Here’s a challenge: try listening to ‘Version’ all the way through without coming to the conclusion that all the trumpets in the world should be gathered in one place, melted down and converted into door knobs or some such non-musical brass entity. Anything to stop this bloke from getting his hands on one again.
DJ/producer/fashionista of the moment Mark Ronson first came up with the idea that indie might make good funk fodder with his interpretation of Radiohead’s ‘Just’, a refreshing and iconoclastic cover that showed what might have happened if the coffee in the Oxford gloomsters’ studio had been laced with Prozac. Additionally, being largely responsible for rescuing Amy Winehouse’s career with the same brassy treatment and giving a lite urban sheen to Lily Allen’s mumblings has seemingly convinced Mark that he’s stumbled across the winning formula.

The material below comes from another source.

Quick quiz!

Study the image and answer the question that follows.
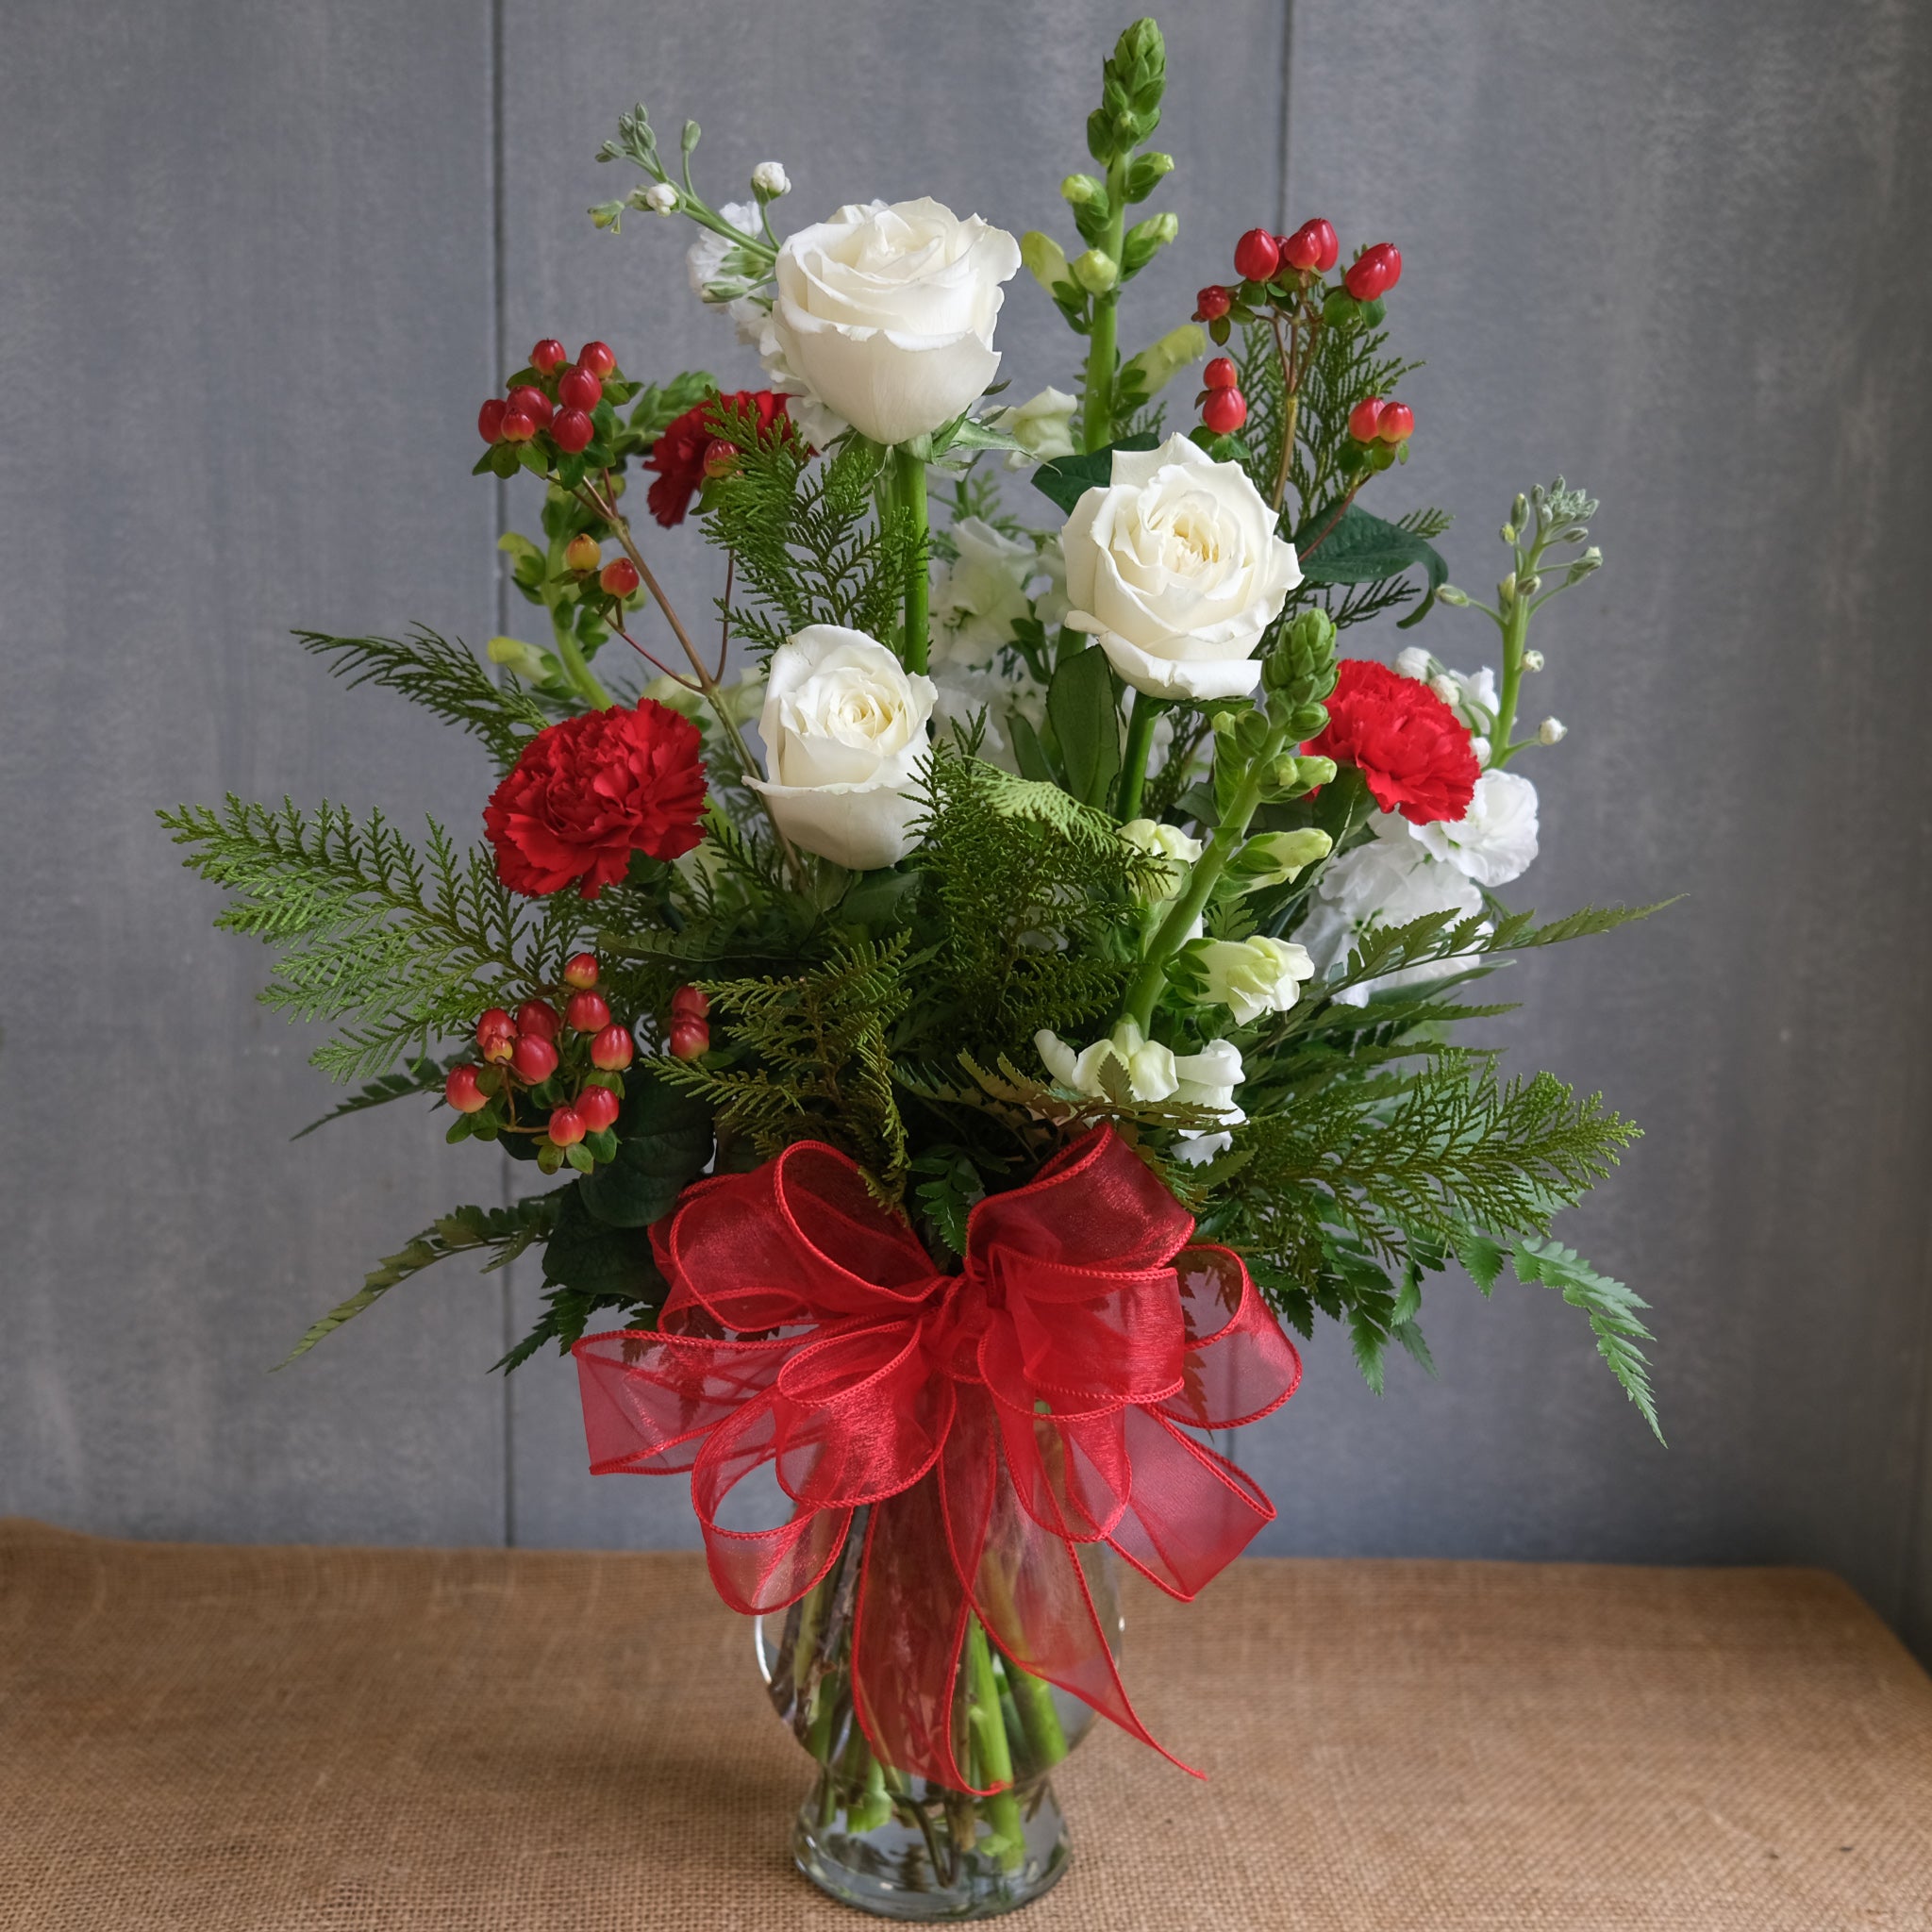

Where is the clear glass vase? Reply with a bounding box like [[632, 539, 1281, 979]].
[[755, 1521, 1120, 1921]]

And when he’s good, he’s very good. His instrumental take on Coldplay’s ‘God Put a Smile Upon Your Face’ sets a standard that he struggles to meet for the rest of the record, but Winehouse’s Motown-style version of The Zuton’s ‘Valerie’ doesn’t fall far short. And ‘Just’ sounds every bit as ballsy as when it first landed. But much of the rest is either pointless, flaccid or just plain ghastly.
Lily Allen mumbles her way through Kaiser Chiefs’ ‘Oh My God’ like she’s merely doing a favour for her mate, while Robbie Williams’ nondescript effort on The Charlatans’ ‘The Only One I Know’ is as horrible as you’d imagine. Ronson’s version of ‘Pretty Green’ aims for the toy-town hip hop of 'Buffalo Girls', but merely succeeds in turning The Jam into Boney M. Paul Smith and Tom Meighan’s contributions to their own songs can’t protect their children from the rampant Ronson’s horn, while the cover of The Smiths is every bit as dreadful as its popularity is inexplicable.
However, the main flaw with ‘Versions’ is not that certain songs don’t work or that some of the collaborations are unimaginative. The real problem is that its just a shit concept. On ‘Version’, Ronson comes across like a musical Dom Joly, coming up with one idea and then trampling you to death with it. Jolie had a big mobile phone, Ronson has trumpets. Many, many trumpets.